New research published in nature suggests that the costs of climate change impacts could reach $19-59 trillion in global annual damages by 2049. The UK Government too throughout the COP, and since it closed, warned that there simply was no money left to pay for this new deal. Yet despite this, the UK Government find it relatively unproblematic to find more than $50bn per year for military spending, and politically easy to increase defence spending to 2.5% of GDP annually. They do so on the premise that spending defence money now, at a time of increasing insecurity globally, helps protect from future costs of war. The costs of each world war ran into astronomical territory, with around 50% of UK GDP during each war, not to mention the untold levels of suffering and scars that stretched far into the future. The costs of a climate catastrophe will reach similar levels, unless we do something about it.

Reflections

There were no windows inside the COP29 venue in the heart of Baku’s Olympic stadium. For more than two weeks, negotiators spent long days without rest or natural light, wrestling over words on bits of paper that could determine the future of the planet, global cooperation and peace. The COP feels like a cavernous transit hanger of an airport; a kind-of non-place that might as well be in space. The COP is the bureaucracy of ecological breakdown; too often stripping the heart out of the deeply important decisions being taken, forgetting the reality outside of the walls of the conference centre; the human stories of suffering, and the irredeemable damages to the natural environment experienced across the world.
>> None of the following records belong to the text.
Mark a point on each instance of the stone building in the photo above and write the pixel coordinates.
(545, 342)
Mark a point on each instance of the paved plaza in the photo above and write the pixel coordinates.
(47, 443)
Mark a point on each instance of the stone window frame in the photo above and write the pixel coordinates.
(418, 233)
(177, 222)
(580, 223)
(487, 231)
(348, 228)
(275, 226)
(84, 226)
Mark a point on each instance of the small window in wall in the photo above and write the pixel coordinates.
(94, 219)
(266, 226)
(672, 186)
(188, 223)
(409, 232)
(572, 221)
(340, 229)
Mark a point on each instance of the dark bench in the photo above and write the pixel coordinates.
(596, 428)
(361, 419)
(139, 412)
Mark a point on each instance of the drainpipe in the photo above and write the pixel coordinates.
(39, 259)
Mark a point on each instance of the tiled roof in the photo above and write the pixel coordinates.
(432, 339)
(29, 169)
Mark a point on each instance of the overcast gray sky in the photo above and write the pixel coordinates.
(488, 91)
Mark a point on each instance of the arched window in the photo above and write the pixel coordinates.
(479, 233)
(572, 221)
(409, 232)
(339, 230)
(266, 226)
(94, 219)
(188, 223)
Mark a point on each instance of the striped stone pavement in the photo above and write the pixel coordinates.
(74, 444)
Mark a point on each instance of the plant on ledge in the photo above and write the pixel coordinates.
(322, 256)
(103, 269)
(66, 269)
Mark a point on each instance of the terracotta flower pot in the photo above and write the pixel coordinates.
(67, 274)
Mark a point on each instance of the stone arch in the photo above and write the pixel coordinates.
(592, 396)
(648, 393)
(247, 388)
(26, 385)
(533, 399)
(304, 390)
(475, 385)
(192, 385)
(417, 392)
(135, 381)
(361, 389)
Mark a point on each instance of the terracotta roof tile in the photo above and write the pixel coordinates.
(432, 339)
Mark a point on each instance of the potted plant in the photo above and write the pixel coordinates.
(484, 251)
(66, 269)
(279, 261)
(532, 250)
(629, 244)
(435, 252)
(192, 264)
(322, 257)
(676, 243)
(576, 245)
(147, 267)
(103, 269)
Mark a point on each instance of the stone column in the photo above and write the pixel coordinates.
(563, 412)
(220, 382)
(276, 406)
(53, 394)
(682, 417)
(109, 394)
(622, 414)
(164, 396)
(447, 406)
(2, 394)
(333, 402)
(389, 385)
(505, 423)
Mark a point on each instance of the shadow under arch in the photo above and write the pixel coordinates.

When you enter the COP venue you go through the looking glass, into a world where the slightest word misspoken or a comma in the wrong place can make a world of difference. Yet whilst the COP’s operations and processes are convoluted and impenetrable, at the heart of the negotiations is something very straightforward: the world is facing environmental breakdown, the impacts are deeply unjust, for all our sakes, we need to do something about it. However, achieving the right response to this reality involves navigating national self-interest, ebbing and flowing scales of confidence in the UN system, political expediency, election cycles, geo-political relationships and turbulent economies.

For all our sakes, those of us now and those of us yet to be, we must pray that they get this right. And pray so loudly that we cannot be ignored!